Lay Summary (German)

Lead
Die Zuverlässigkeit von hydrologischen und hydrogeologischen Modellen kann durch die Integration von Felddaten erheblich erhöht werden. Das Projekt setzt hier an: durch innovative Datenerfassung, neuen Downscaling-Ansätzen und neuesten Modellansätzen werden die Unsicherheiten dieser Modelle gezielt reduziert. Die Modellresultate werden durch Stakeholder genutzt und zur Optmierung von Wasserressourcen eingesetzt.
Lay summary

Hydrologische Modelle sind wichtige Instrumente für das Management von Wasserressourcen.
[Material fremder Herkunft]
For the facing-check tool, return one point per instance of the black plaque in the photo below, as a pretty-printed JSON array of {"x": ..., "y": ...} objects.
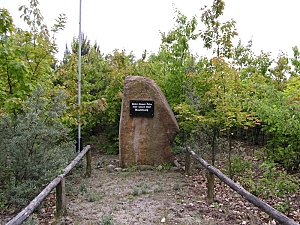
[{"x": 141, "y": 108}]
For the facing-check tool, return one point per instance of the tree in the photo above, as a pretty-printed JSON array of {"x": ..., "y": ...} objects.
[
  {"x": 26, "y": 56},
  {"x": 34, "y": 145},
  {"x": 217, "y": 36}
]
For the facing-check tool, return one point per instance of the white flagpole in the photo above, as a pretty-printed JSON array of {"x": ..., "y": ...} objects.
[{"x": 79, "y": 79}]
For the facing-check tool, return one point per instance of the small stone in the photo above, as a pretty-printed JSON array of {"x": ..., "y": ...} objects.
[
  {"x": 144, "y": 167},
  {"x": 159, "y": 167},
  {"x": 118, "y": 169},
  {"x": 110, "y": 167}
]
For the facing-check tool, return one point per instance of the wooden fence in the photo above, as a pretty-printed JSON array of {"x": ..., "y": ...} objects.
[
  {"x": 280, "y": 217},
  {"x": 59, "y": 184}
]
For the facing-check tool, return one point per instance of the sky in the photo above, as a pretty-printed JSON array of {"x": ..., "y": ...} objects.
[{"x": 135, "y": 25}]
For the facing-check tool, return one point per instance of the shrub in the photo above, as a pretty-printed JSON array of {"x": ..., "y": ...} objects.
[{"x": 34, "y": 145}]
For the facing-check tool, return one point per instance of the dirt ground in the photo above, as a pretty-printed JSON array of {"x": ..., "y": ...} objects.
[{"x": 161, "y": 195}]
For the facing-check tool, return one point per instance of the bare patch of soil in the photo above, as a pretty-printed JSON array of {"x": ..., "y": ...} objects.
[{"x": 152, "y": 197}]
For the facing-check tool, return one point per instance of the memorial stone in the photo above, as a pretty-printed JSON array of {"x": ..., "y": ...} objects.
[{"x": 147, "y": 124}]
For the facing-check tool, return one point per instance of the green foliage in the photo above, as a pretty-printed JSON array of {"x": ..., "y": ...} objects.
[
  {"x": 26, "y": 56},
  {"x": 34, "y": 144},
  {"x": 217, "y": 35}
]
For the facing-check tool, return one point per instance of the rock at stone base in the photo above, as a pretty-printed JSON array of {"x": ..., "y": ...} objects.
[{"x": 142, "y": 140}]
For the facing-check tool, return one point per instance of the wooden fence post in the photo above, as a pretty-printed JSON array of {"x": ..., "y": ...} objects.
[
  {"x": 88, "y": 163},
  {"x": 61, "y": 203},
  {"x": 187, "y": 163}
]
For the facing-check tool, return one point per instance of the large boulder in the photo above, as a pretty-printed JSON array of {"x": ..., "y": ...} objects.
[{"x": 146, "y": 133}]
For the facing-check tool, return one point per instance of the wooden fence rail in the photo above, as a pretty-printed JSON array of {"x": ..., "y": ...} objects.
[
  {"x": 59, "y": 183},
  {"x": 280, "y": 217}
]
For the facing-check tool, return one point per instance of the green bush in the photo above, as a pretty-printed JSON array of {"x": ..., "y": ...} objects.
[{"x": 34, "y": 145}]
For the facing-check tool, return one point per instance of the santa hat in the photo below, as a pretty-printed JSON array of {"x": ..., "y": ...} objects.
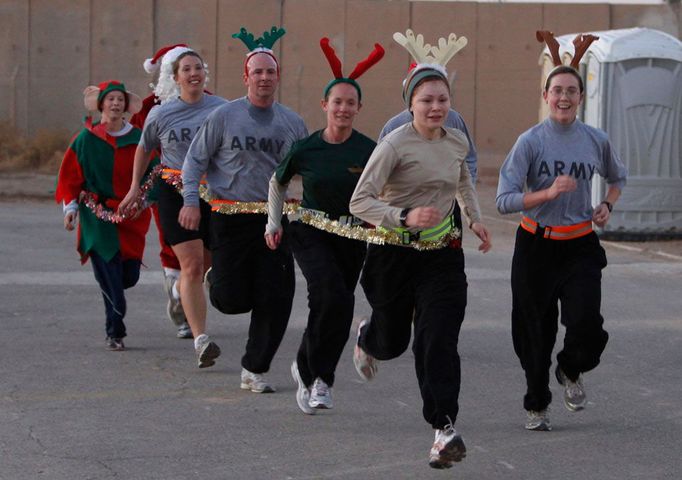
[
  {"x": 335, "y": 64},
  {"x": 166, "y": 88},
  {"x": 151, "y": 65},
  {"x": 262, "y": 44},
  {"x": 431, "y": 60},
  {"x": 94, "y": 94}
]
Die neuste Generation dieser Modelle  können die relevanten physikalischen Prozesse und ihre Rückkopplungsmechanismen simulieren. Ein limitierender Faktor ist jedoch der Mangel an Messungen zur Kalibrierung der Modellparameter und zur Beurteilung der Robustheit der Modelle. WATERLINE wird Multi-Source-Informationen aus der Fernerkundung, historischen Daten, In-situ-Daten aus meteorologischen Netzwerken sowie Crowdsourced-Messungen nutzen, um hydrologische Modelle und deren Vorhersagen zu verbessern. Leider können weder In-situ-Netzwerke noch Fernerkundung allein ausreichende Informationen liefern, um die hohe räumliche und zeitliche Variabilität hydrologischer Prozesse zu erfassen. In jüngster Zeit wurden Downscaling-Frameworks entwickelt, welche grobskaligen Produkten und hochaufgelösten Daten unter Verwendung von In-situ-Messungen integrieren. Damit kann die Effizienz und Robustheit von hydrologischen Modellen erheblich verbessert werden.

 

Das WATERLINE-Konzept wird durch die Entwicklung eines Webservice-Tools mit drei modularen Anwendungen umgesetzt, die auf a) die Nutzung durch Wissenschaftler (Datenzugriff, Downscaling, Filterung, Unsicherheitsanalyse, Modellierungsanwendungen); b) die Nutzung durch nicht technisch geschulte Stakeholder, und; c) Nutzung durch hydrologisch interessierte Benutzer über eine Crowdsourcing-App, die es jedem Benutzer ermöglicht, über jedes hydrologisch relevante Ereignis und dessen Schweregrad mittels ortsbezogener Dienste und Texteingaben zu berichten. Solche Informationen können als zusätzliche Informationsquelle in den Modellierungs- und Vorhersageprozess miteinbezogen werden.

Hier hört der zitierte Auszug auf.